Monday, July 25, 2011

The Raj Quartet by Paul Scott


Having finally finished all four of the books making up the Quartet, I have a new understanding of Paul Scott’s final take on the British dominion of India. The action of the four books takes place between 1942 and 1947. In 1942 the Indian Congress first issued a motion for the British to leave, and in 1947 the British did just that. Scott tells his story through interweaving personal accounts, diaries, letters and reports of people playing major or minor roles in India –British commanders and their families, proprietors of shops, factories and newspapers, Indian soldiers in the British army, spies, police and ambassadors – the list goes on. Scott knew his India, having been posted to India for three years as a supply officer, and was able to visit India again in 1964, before writing the Raj Quartet. He wrote the four books over a roughly ten year period, with the last published in 1975, just three years before his death at the age of 57.

There is direct action within the accounts as well. Scott’s technique of providing us with documents written by characters in the story can make for slow reading, but faithful attention to details and nuance is amply rewarded by the outcome of a story with depth and resonance. Some critics have complained that they feel lectured to at times with Scott’s detailed elucidation of history. The characters are fictitious, of course, but they exist on a canvas of real events. Indian national figures like Gandhi, Nehru and Pakistan’s Jinnah are seen in the background, through the characters’ perceptions.

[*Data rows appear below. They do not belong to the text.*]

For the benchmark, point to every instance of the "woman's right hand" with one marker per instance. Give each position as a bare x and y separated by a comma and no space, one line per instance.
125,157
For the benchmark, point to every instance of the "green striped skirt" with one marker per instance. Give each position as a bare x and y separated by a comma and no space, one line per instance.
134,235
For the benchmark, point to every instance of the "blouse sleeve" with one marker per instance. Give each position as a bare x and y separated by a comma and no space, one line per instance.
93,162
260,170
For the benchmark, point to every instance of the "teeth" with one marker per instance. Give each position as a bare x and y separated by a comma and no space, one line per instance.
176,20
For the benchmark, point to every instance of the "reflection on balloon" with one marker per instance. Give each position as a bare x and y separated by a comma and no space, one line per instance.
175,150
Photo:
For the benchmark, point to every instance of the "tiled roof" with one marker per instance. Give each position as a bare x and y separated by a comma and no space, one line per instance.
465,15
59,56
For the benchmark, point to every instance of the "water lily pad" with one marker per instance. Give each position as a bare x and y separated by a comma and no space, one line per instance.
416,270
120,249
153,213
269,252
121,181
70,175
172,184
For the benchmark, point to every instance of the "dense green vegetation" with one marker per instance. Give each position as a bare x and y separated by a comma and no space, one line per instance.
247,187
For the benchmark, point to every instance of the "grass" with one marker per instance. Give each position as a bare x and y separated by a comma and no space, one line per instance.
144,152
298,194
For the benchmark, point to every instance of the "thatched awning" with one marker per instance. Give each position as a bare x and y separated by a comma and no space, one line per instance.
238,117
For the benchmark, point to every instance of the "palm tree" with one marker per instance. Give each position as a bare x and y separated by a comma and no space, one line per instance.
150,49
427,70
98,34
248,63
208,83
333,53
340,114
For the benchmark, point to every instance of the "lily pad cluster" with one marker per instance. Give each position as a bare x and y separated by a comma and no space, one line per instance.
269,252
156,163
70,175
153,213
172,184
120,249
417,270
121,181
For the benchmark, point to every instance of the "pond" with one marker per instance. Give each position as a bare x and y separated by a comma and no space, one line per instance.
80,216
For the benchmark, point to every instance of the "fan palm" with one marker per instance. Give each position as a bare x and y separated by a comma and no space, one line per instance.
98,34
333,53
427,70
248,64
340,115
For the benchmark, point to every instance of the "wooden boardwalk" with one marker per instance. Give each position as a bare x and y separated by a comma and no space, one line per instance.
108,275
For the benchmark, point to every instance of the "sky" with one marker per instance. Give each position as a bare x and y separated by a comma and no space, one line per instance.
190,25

The characters themselves are alive and multi-dimensional. Unlike E.M. Forster’s novel “A Passage to India”, the British who are in India are presented sympathetically, even when their presumptions about India and Indians are derogatory and unfeeling. Somehow you see how they got there – most particularly in the character of Ronald Merrick, a villain who sees the bottom line of race that is Empire, and uses this perception for self-advancement. But was the British Empire – the Raj, as it was called in India, really based on racism? There are British commanders who inspire loyalty in their Indian recruits, with their Memsahib British wives going out to visit the Indian soldiers’ families in a gesture of underlying solidarity. There are Indian servants who have lived with an English family their whole lives, and have a closeness that is genuine. Does the closeness, where it exists, come simply from the spirituality and depth of the Indian?

Throughout the books Scott shows how the Indian landscape pervades everywhere - the vastness of the plains, the wildness of the hill country. It is this landscape that the children of Britain came to, and took it as their own, so that hereafter English vistas seemed too constricted, not answering to their increased appetite for scope and richness in their daily lives. Reading the Raj Quartet gave me a picture of how the Empire grasped India, tried to form it, and then let go – so that the disparity of India’s peoples – particularly the Hindus and the Muslims – could only express itself in disarray, with helpless violence. That violence and enmity continues today, in the legacy of Pakistan, an exterior solution to an interior dilemma.